S. FERNÁNDEZ
Desde tiempo inmemorial en Japón se reduce la naturaleza al tamaño de una bandeja. Saturo Satoh, el nuevo embajador del Imperio del Sol Naciente, alabó ayer en el Centro Niemeyer de Avilés la labor del Club de Bonsáis del Principado de Asturias (CBPA), que organiza la quinta exposición regional de este particular modo de moldear los árboles. Satoh confesó: «Este acto supone mi primera participación pública en un acto cultural: hace apenas una semana que soy embajador», aseguró. La muestra está abierta desde ayer y hasta el próximo día 1 de noviembre.
Saturo Satoh aprovechó su estancia en Avilés para agradecer la concesión del premio «Príncipe de Asturias» de la Concordia a los héroes de Fukushima. «Consideramos que este galardón es la máxima expresión de solidaridad de España con el pueblo de Japón», aseguró Satoh ante los periodistas, minutos antes de recorrer la muestra de bonsáis que se exhibe en el Niemeyer (edificio de servicios múltiples, la cúpula y en los bajos de la marquesina que cruza la plaza).

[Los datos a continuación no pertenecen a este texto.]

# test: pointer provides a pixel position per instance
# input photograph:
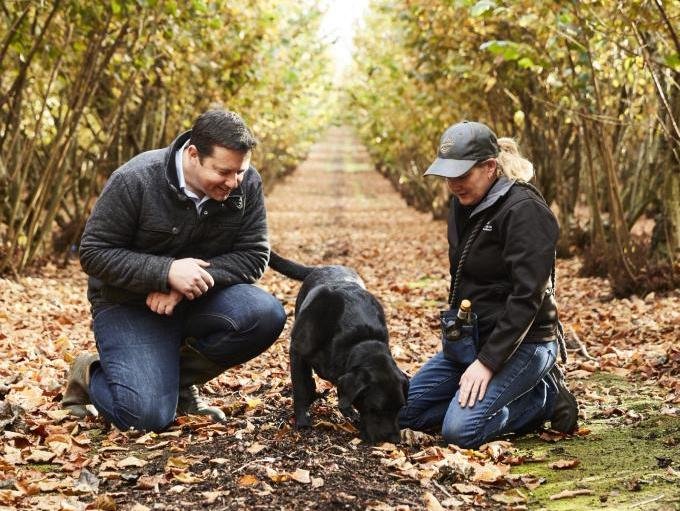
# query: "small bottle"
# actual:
(454, 329)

Sobre la situación actual de Fukushima el embajador aseguró: «En pocas palabras: se ha restablecido la normalidad». Fukushima es el epicentro del tsunami que asoló el norte de Japón este pasado marzo: «Se están realizando trabajos de construcción en la zona», añadió. «Pero visiten Japón: es un país seguro, ya no hay problemas».
Satoh conoció España hace treinta años (entonces aprendió español): «Vengo observando un nivel de desarrollo muy alto, muchos cambios desde entonces».